To be clear, my defence of the BBC is not derived from sympathy for Powell’s intolerance. I am the son of a commonwealth immigrant and I have demonstrably benefited from the race relations legislation to which Powell was so vehemently opposed. It’s just that in a week in which the children of the Windrush generation have been threatened with deportation despite living in Britain for over 45 years, we should not pretend that politicians sympathetic to Powell’s ideology do not occupy some very powerful positions. While active proponents of right wing extremism might be quiet for now, this does not mean that there aren’t some very extreme, and very right-wing, actions being taken by this government.

Regardless of what one thinks of Brexit, it would be churlish to deny the role that the immigration debate continues to play in the ongoing Brexit negotiations. Given that Powell’s speech introduced imagery which informs our politics today, there is no better time for the BBC to be broadcasting such a speech. As Peter Hain, a former Labour cabinet minister and anti-apartheid campaigner, said last week: “he [Powell] used this phrase ‘we’re becoming strangers in our own country’...it was that kind of sentiment coming off the doorstep [during the EU referendum].”

Therefore, it is a shame that, for younger Britons, Powell is almost an irrelevance. According to polling commissioned by British Future, less than a fifth of under-34s (18%) can pick Powell’s name from a list when asked who is associated with the phrase “rivers of blood”, compared with 82% of those aged over 65. British liberals should be clamouring for Powell and his legacy to be under the spotlight once more for the speech represents the dirty laundry of those who unironically argue that “political correctness has gone mad”. We should air it just as the BBC aired Powell’s immortal phrase “in this country, in 15 or 20 years’ time, the black man will have the whip hand over the white man.”

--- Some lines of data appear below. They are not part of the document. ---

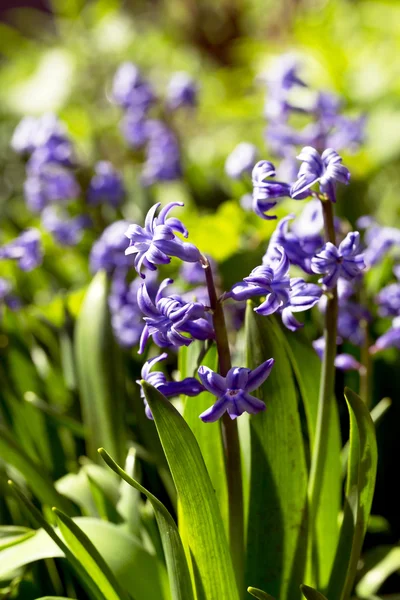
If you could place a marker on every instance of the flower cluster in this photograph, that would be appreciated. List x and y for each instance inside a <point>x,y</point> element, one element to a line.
<point>135,95</point>
<point>51,186</point>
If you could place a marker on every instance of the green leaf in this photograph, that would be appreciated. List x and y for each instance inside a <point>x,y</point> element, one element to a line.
<point>259,594</point>
<point>311,594</point>
<point>277,528</point>
<point>386,562</point>
<point>140,573</point>
<point>89,557</point>
<point>208,435</point>
<point>360,485</point>
<point>204,531</point>
<point>307,367</point>
<point>34,475</point>
<point>181,586</point>
<point>99,369</point>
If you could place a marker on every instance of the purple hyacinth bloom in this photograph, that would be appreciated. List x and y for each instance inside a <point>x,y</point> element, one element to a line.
<point>390,339</point>
<point>181,91</point>
<point>67,231</point>
<point>343,362</point>
<point>130,89</point>
<point>156,242</point>
<point>171,321</point>
<point>325,169</point>
<point>106,187</point>
<point>190,386</point>
<point>302,296</point>
<point>270,280</point>
<point>26,249</point>
<point>54,183</point>
<point>241,160</point>
<point>134,128</point>
<point>163,157</point>
<point>266,193</point>
<point>233,392</point>
<point>108,252</point>
<point>388,300</point>
<point>345,261</point>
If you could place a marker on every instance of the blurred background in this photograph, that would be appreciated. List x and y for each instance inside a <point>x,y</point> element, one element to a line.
<point>61,56</point>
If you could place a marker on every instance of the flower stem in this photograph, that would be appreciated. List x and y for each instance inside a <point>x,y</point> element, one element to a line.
<point>326,390</point>
<point>230,437</point>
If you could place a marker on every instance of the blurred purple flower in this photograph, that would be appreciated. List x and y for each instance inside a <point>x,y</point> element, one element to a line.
<point>190,386</point>
<point>266,193</point>
<point>171,321</point>
<point>156,242</point>
<point>26,249</point>
<point>106,186</point>
<point>233,391</point>
<point>325,169</point>
<point>345,261</point>
<point>163,158</point>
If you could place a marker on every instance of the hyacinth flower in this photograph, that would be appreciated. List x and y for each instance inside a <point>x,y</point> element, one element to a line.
<point>26,249</point>
<point>233,392</point>
<point>388,300</point>
<point>325,169</point>
<point>108,252</point>
<point>190,386</point>
<point>241,160</point>
<point>390,339</point>
<point>170,321</point>
<point>343,361</point>
<point>270,280</point>
<point>344,261</point>
<point>302,296</point>
<point>266,192</point>
<point>106,186</point>
<point>181,91</point>
<point>156,242</point>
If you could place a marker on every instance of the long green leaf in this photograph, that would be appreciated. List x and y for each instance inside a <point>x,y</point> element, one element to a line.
<point>204,531</point>
<point>35,476</point>
<point>100,377</point>
<point>89,557</point>
<point>208,435</point>
<point>310,594</point>
<point>360,487</point>
<point>181,586</point>
<point>139,572</point>
<point>307,368</point>
<point>277,528</point>
<point>259,594</point>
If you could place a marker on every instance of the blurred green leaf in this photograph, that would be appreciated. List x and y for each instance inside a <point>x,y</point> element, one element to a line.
<point>259,594</point>
<point>100,377</point>
<point>208,435</point>
<point>34,475</point>
<point>180,582</point>
<point>204,531</point>
<point>307,367</point>
<point>310,594</point>
<point>277,526</point>
<point>360,487</point>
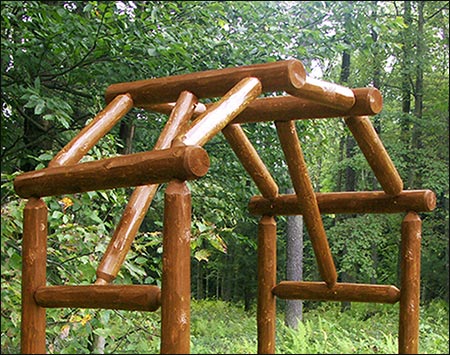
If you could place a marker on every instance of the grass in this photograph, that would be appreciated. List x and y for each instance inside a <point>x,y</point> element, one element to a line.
<point>219,327</point>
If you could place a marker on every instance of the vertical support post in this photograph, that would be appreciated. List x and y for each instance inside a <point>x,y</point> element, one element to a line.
<point>34,267</point>
<point>176,288</point>
<point>408,339</point>
<point>267,270</point>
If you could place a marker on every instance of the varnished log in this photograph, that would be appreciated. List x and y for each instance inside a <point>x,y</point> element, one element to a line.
<point>348,202</point>
<point>408,339</point>
<point>207,125</point>
<point>342,292</point>
<point>168,107</point>
<point>267,273</point>
<point>277,76</point>
<point>125,297</point>
<point>91,134</point>
<point>250,159</point>
<point>368,102</point>
<point>307,198</point>
<point>152,167</point>
<point>325,93</point>
<point>34,261</point>
<point>142,196</point>
<point>375,153</point>
<point>175,296</point>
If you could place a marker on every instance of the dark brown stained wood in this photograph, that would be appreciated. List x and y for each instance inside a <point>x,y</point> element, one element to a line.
<point>91,134</point>
<point>408,336</point>
<point>267,278</point>
<point>348,292</point>
<point>129,170</point>
<point>168,107</point>
<point>176,277</point>
<point>34,266</point>
<point>348,202</point>
<point>250,159</point>
<point>218,115</point>
<point>142,196</point>
<point>126,297</point>
<point>307,198</point>
<point>325,93</point>
<point>375,153</point>
<point>277,76</point>
<point>369,102</point>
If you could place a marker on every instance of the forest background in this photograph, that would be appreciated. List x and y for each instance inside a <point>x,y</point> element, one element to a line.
<point>58,57</point>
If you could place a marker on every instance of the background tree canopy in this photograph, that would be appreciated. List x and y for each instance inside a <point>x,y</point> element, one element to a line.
<point>58,57</point>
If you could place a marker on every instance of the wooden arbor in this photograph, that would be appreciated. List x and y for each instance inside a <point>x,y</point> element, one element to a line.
<point>178,156</point>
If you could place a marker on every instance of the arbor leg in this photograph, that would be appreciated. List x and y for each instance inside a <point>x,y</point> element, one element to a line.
<point>408,339</point>
<point>176,286</point>
<point>34,267</point>
<point>267,269</point>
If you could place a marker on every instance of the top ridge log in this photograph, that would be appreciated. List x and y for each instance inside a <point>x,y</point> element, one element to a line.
<point>287,75</point>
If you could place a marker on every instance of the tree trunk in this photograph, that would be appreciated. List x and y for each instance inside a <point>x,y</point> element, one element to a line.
<point>406,67</point>
<point>416,144</point>
<point>350,175</point>
<point>294,266</point>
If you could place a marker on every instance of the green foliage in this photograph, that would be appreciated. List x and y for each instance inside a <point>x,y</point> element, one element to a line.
<point>59,57</point>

Returning to the present, last week (and the last fours years since the passage of the 2014 Immigration Act) saw the Windrush generation fail so spectacularly that the government have actually apologised for mishandling the situation. On Monday, i News reported that the government’s startling insensitivity stretched to the production and distribution of a memo telling those being deported or removed from the UK to Jamaica to put on a local accent to avoid attracting “unwanted attention”. Given that the government has long had the ability to grant indefinite leave to remain to those whose presence in the country may be technically questionable but socially desirable, the government’s persistence can only be put down to cruelty or incompetence. Either way, Alastair Campbell is correct to note that the government’s inability to properly document these persons does not augur well for the millions of changes to immigration status that will be engendered by Brexit.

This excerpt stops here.